How to solve hard Sudoku NYTimes 28th february 2021

Hard Sudoku New York Times 28th February, 2021: Easy to understand Solution using Sudoku patterns

How to solve hard Sudoku New York Times February 28, 2021 explains each breakthrough.

Sudoku techniques and Sudoku patterns explained separately.

Sudoku techniques are also highlighted in the solution to the NYTimes hard Sudoku 28th February, 2021.

Sections are,

  1. Sudoku terminologies used.
  2. Sudoku techniques for hard Sudoku puzzles.
  3. Solution to the hard Sudoku 28th Feb 2021 of New York Times.
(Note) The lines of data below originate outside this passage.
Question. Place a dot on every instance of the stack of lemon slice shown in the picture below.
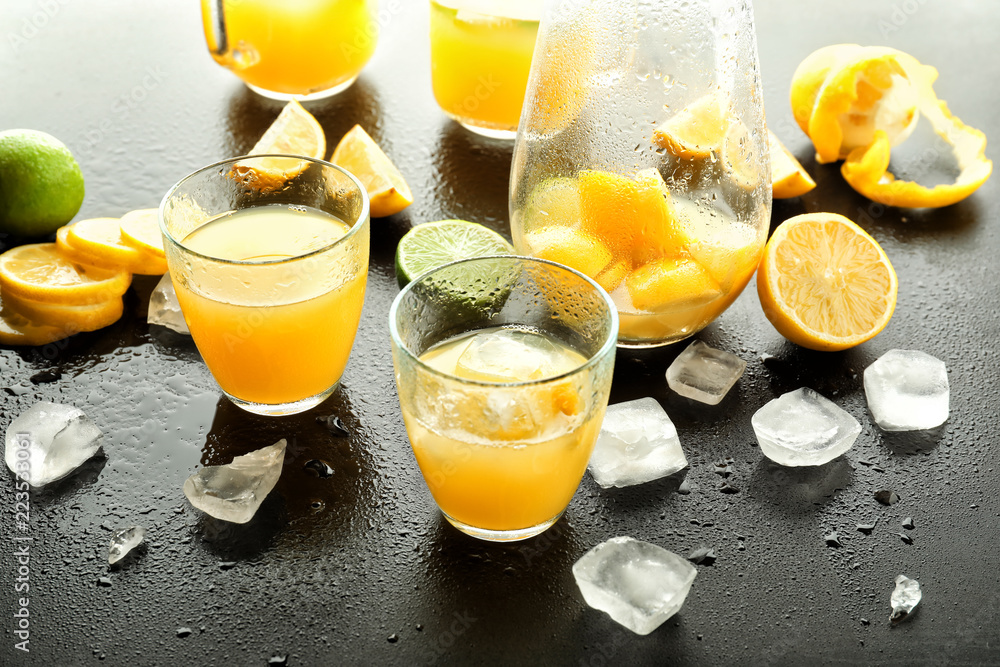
(51, 291)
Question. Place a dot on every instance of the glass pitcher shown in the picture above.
(641, 157)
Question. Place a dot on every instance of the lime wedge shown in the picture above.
(431, 244)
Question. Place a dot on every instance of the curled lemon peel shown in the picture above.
(856, 102)
(842, 94)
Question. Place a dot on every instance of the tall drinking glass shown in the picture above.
(306, 49)
(503, 367)
(641, 158)
(480, 57)
(269, 258)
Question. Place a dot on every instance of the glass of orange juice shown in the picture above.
(503, 366)
(480, 56)
(302, 49)
(269, 258)
(642, 157)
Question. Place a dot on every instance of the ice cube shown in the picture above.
(164, 309)
(904, 598)
(234, 491)
(637, 443)
(638, 584)
(49, 441)
(510, 355)
(704, 374)
(907, 390)
(123, 541)
(801, 428)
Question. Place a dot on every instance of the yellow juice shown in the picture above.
(505, 472)
(670, 264)
(480, 61)
(273, 331)
(295, 47)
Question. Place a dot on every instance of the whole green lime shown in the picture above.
(41, 186)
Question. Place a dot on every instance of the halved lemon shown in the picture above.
(141, 229)
(696, 130)
(100, 239)
(41, 272)
(387, 189)
(294, 132)
(824, 283)
(788, 178)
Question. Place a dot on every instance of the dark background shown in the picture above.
(331, 570)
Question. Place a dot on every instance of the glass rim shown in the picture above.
(363, 216)
(609, 345)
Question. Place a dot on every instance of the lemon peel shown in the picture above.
(856, 102)
(867, 169)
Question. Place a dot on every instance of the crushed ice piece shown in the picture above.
(637, 443)
(318, 468)
(907, 390)
(510, 355)
(46, 376)
(801, 428)
(702, 556)
(334, 425)
(704, 374)
(123, 541)
(887, 497)
(867, 528)
(234, 491)
(48, 441)
(638, 584)
(904, 598)
(164, 308)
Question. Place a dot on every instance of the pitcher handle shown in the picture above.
(214, 20)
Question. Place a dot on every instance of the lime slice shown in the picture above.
(432, 244)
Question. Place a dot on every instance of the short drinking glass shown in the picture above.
(503, 367)
(306, 49)
(480, 57)
(269, 258)
(641, 158)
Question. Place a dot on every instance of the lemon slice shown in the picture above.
(824, 283)
(359, 154)
(696, 130)
(41, 272)
(788, 178)
(89, 317)
(294, 132)
(17, 329)
(575, 248)
(677, 283)
(101, 240)
(141, 229)
(632, 216)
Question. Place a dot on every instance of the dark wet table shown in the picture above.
(359, 568)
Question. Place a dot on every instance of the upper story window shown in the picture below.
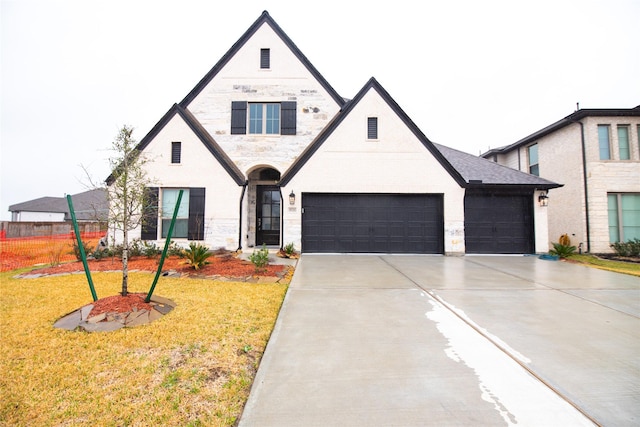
(263, 118)
(534, 168)
(176, 152)
(623, 142)
(372, 128)
(265, 59)
(603, 142)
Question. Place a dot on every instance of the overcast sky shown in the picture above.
(471, 74)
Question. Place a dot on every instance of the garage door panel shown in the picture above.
(499, 223)
(375, 223)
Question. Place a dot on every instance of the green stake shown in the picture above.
(83, 255)
(166, 247)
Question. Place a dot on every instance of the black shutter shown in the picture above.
(176, 149)
(372, 128)
(265, 58)
(196, 214)
(288, 124)
(238, 117)
(150, 215)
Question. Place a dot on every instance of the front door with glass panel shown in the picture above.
(268, 216)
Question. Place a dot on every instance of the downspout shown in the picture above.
(281, 218)
(244, 189)
(586, 190)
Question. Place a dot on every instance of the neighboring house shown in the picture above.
(595, 153)
(268, 153)
(88, 206)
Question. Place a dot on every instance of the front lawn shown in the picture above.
(192, 367)
(631, 268)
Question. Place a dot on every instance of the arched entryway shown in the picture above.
(265, 207)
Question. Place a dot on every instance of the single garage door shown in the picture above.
(372, 223)
(498, 223)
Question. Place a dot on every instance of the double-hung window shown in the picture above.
(603, 142)
(623, 142)
(624, 216)
(264, 119)
(260, 118)
(169, 199)
(534, 168)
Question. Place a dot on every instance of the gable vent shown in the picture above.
(265, 58)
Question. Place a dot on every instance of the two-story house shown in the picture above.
(267, 152)
(595, 153)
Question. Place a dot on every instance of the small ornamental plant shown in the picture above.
(260, 258)
(196, 255)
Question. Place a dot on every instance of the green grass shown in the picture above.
(604, 264)
(194, 366)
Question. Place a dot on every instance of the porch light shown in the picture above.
(543, 199)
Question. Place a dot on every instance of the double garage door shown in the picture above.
(372, 223)
(414, 223)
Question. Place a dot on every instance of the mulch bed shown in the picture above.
(226, 266)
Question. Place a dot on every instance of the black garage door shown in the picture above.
(372, 223)
(498, 223)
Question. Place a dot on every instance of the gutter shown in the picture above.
(586, 189)
(244, 189)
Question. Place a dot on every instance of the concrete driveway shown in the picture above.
(466, 341)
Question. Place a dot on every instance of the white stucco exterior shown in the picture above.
(329, 152)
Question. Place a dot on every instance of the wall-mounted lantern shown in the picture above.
(543, 199)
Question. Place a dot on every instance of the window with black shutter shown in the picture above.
(265, 59)
(239, 117)
(150, 214)
(372, 128)
(288, 123)
(176, 149)
(196, 213)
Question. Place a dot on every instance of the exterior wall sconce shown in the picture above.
(543, 199)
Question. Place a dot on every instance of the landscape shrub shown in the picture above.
(629, 248)
(197, 255)
(260, 258)
(563, 251)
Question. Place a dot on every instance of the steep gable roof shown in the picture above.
(372, 84)
(264, 19)
(566, 121)
(200, 132)
(480, 172)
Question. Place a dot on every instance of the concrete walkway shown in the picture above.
(439, 341)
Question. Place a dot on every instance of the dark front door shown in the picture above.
(268, 216)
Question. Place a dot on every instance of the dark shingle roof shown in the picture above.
(480, 171)
(88, 206)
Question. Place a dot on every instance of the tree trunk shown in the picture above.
(125, 262)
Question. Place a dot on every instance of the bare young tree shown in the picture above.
(126, 192)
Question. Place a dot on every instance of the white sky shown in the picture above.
(471, 74)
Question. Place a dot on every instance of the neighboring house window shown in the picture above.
(372, 128)
(623, 143)
(176, 151)
(263, 118)
(534, 168)
(265, 58)
(624, 216)
(190, 221)
(603, 142)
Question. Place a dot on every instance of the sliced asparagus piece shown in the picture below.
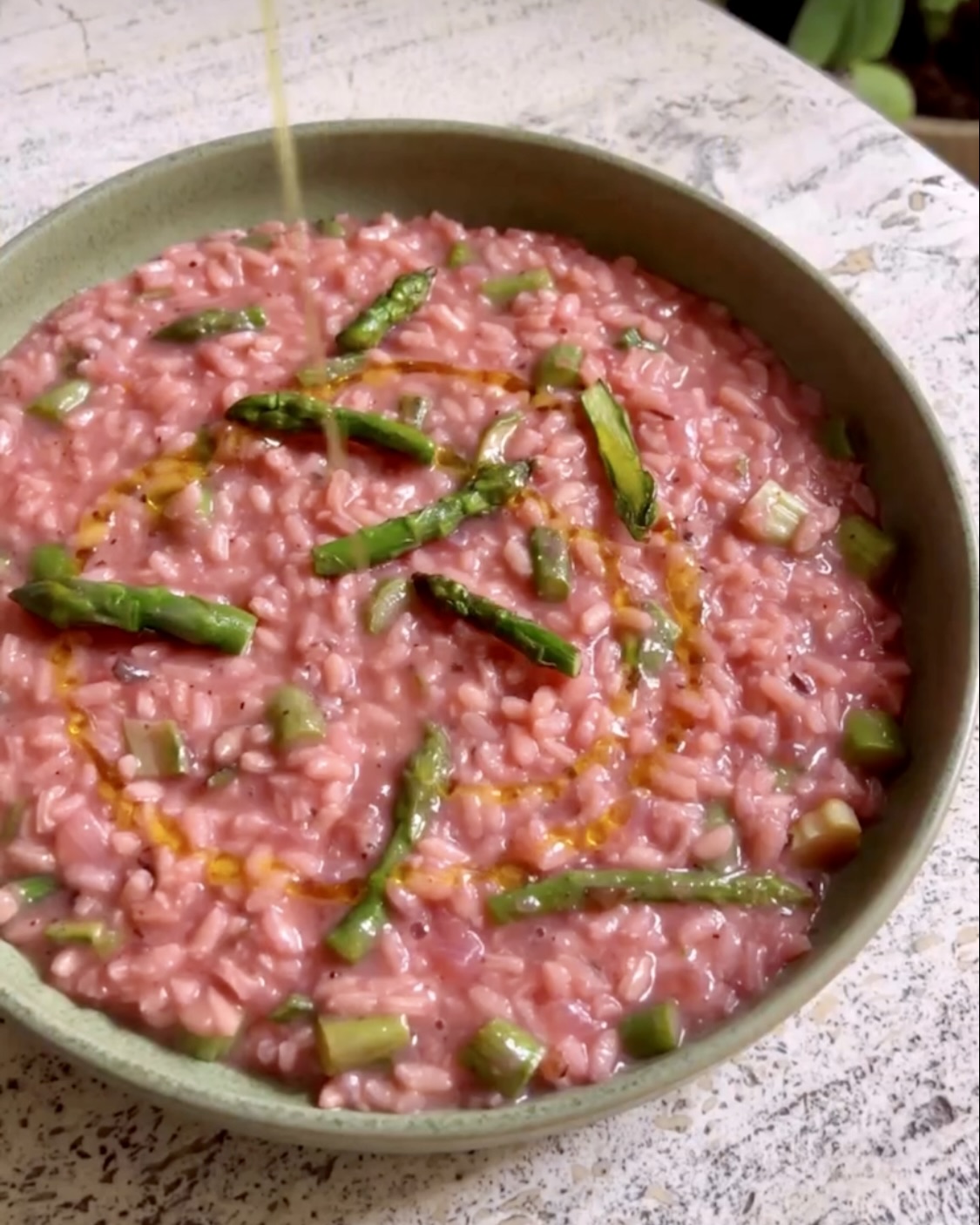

To skip the terminologies and move on to Sudoku techniques, click here.

And to skip both and move on to the solution direct, click here.


Terminologies used in explaining solution to the hard Sudoku

Row column labels and names for 9 cell squares

The 9 by 9 Sudoku game has 81 cells in 9 rows and 9 columns.

Rows are labeled R1 to R9 and columns C1 to C9.

81 cells are further divided into 9 groups of 9 square cells. These are either referred as top - left, middle, right; bottom - left, middle, right and left middle, central middle and right middle.

These 9 square cell groups are also referred by their specific labels joining the labels for the three rows and three columns. For example the specific label for the left middle 9 cell square will be R4R5R6-C1C2C3.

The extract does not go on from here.